- Born: Maurice Arthur Eric Hodgson 21 October 1919 Bradford
- Died: 1 October 2014
- Occupation: Businessman

= Maurice Hodgson =

British businessman (1919 – 2014)

Sir Maurice Arthur Eric Hodgson (21 October 1919 – 1 October 2014) was chairman of ICI from 1978 to 1982, and of British Home Stores from 1982 to 1987 and chief executive from 1982 to 1985.

Hodgson was appointed knight bachelor in 1979. He also received an Honorary Doctorate from Heriot-Watt University in 1979.

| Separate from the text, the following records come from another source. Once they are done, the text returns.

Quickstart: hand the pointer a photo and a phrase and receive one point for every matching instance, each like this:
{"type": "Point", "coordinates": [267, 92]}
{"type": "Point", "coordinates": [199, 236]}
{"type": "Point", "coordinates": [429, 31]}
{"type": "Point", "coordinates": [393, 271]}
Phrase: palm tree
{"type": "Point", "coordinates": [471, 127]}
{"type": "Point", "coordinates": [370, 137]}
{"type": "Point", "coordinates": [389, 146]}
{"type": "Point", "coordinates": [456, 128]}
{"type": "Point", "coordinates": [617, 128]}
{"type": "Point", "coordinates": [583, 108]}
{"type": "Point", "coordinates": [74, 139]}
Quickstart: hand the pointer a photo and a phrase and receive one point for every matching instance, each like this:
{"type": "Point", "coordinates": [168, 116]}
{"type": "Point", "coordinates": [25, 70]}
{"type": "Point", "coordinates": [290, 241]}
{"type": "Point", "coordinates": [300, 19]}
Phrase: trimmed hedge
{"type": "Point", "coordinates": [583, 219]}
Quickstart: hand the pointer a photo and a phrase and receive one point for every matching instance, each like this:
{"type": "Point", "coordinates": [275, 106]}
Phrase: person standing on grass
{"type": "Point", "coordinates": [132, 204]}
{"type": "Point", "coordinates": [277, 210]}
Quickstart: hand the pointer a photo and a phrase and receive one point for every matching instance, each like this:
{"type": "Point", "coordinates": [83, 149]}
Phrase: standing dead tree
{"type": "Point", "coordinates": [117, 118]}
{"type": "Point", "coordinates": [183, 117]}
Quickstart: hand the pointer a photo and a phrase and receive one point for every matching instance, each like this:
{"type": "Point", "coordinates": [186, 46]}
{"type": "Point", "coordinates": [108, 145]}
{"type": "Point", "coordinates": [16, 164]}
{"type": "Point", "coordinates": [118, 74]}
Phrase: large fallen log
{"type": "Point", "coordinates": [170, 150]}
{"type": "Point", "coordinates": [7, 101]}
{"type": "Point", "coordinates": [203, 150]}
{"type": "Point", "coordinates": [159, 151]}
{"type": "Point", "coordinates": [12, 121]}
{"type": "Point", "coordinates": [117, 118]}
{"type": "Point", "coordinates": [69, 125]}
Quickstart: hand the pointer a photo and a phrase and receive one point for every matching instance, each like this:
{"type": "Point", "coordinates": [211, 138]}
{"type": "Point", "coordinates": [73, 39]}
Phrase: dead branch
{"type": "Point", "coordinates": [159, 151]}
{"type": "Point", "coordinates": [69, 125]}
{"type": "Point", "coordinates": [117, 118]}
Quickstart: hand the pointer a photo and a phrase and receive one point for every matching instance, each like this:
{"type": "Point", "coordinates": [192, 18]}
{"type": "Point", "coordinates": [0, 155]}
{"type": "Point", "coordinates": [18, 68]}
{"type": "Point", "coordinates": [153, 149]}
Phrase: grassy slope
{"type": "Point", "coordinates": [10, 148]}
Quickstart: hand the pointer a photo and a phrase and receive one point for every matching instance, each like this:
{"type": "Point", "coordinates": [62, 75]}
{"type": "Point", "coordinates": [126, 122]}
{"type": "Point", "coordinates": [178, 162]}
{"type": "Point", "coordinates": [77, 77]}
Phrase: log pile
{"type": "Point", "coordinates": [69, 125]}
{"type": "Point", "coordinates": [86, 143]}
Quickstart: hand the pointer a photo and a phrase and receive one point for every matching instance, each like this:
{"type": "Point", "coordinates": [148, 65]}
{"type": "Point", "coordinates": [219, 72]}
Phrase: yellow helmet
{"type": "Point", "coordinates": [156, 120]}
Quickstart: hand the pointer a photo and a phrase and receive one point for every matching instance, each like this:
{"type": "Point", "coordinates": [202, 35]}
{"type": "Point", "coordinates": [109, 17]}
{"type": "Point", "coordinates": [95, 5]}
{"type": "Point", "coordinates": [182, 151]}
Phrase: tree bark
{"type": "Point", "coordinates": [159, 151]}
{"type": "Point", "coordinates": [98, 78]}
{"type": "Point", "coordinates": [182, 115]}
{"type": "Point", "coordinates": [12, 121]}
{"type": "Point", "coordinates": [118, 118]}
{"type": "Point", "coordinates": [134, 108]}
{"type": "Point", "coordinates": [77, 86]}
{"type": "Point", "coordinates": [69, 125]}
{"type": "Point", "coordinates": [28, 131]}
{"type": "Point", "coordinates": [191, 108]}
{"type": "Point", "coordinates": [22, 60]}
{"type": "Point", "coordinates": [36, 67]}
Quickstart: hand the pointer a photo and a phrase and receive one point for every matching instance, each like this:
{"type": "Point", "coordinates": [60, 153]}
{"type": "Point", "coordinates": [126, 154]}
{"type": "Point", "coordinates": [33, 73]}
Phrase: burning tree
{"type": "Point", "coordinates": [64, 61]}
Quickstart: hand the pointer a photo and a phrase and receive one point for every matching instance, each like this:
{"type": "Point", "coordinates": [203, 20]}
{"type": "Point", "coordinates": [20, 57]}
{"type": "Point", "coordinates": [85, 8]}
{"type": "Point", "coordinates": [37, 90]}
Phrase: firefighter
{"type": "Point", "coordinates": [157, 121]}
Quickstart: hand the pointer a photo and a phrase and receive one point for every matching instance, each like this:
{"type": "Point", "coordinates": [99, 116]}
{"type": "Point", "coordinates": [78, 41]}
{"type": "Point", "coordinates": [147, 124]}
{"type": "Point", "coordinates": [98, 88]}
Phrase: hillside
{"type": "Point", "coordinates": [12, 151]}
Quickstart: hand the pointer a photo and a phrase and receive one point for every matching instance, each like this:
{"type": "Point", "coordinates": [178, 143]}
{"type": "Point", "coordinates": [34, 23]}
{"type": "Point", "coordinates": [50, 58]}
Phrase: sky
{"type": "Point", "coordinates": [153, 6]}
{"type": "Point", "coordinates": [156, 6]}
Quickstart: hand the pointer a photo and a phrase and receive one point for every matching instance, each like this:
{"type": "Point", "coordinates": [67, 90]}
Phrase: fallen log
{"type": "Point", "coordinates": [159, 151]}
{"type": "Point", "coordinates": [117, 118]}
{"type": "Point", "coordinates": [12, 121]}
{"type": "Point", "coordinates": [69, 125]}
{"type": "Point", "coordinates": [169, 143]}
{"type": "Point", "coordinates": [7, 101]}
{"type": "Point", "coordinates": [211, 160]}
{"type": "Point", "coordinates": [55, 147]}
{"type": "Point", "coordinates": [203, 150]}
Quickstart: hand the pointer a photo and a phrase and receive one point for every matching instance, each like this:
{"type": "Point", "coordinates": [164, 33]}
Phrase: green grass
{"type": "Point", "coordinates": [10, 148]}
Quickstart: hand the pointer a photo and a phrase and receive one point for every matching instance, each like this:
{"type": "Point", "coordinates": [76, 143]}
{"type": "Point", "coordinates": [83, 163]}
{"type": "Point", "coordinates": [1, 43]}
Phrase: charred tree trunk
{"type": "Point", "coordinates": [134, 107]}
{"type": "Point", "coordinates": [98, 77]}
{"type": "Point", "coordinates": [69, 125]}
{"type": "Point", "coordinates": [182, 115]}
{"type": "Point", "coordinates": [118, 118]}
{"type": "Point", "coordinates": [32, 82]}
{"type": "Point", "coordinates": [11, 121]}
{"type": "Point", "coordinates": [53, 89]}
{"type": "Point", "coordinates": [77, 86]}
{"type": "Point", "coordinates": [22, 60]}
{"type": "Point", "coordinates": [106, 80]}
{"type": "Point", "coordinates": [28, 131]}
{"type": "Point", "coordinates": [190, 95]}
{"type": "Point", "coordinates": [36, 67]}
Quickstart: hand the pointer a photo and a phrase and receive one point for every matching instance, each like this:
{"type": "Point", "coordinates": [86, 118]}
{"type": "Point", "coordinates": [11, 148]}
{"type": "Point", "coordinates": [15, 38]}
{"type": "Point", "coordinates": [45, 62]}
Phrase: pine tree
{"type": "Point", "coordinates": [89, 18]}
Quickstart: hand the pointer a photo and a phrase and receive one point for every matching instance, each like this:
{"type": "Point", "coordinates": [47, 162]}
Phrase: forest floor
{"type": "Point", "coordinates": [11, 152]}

As chairman, Hodgson felt that ICI needed to increase business in Europe, improve productivity and shift from bulk chemicals to higher value-added products. A fierce efficiency drive led to the loss of 30,000 jobs. His successor John Harvey-Jones carried out many of the changes that Hodgson had initiated.

==Biography==
Maurice Arthur Eric Hodgson was born in Bradford and educated at Bradford Grammar School. He read Chemistry at Merton College, Oxford and joined ICI at Billingham in 1942. By 1944 he was leading research connected with the Atom Bomb. In the late 50s he was posted to New York for three years. He returned in 1960 to become Research Director of ICI's Heavy Organic Chemicals Division.

As Chairman, Hodgson was hampered by near blindness after a cataract operation: For a time papers were read to him; he obtained a TV system to magnify the text; and he used Speed Reading.

He retired from ICI in 1982 and became chairman and chief executive of British Home Stores. In 1985 this merged with Habitat to become Storehouse and he served on their board until 1989.

In 1984 he attempted to save Dunlop but after a short time its bankers took control.

Hodgson was knighted in 1979. He was awarded the Messel medal of the Society of Chemical Industry and the George E. Davis medal of the Institution of Chemical Engineers. He was elected a Fellow of the Royal Academy of Engineering in 1979.

Hodgson enjoyed watching horse races and became an owner. In 1945 he married Norma Fawcett; she died in 2002. They had a son and a daughter.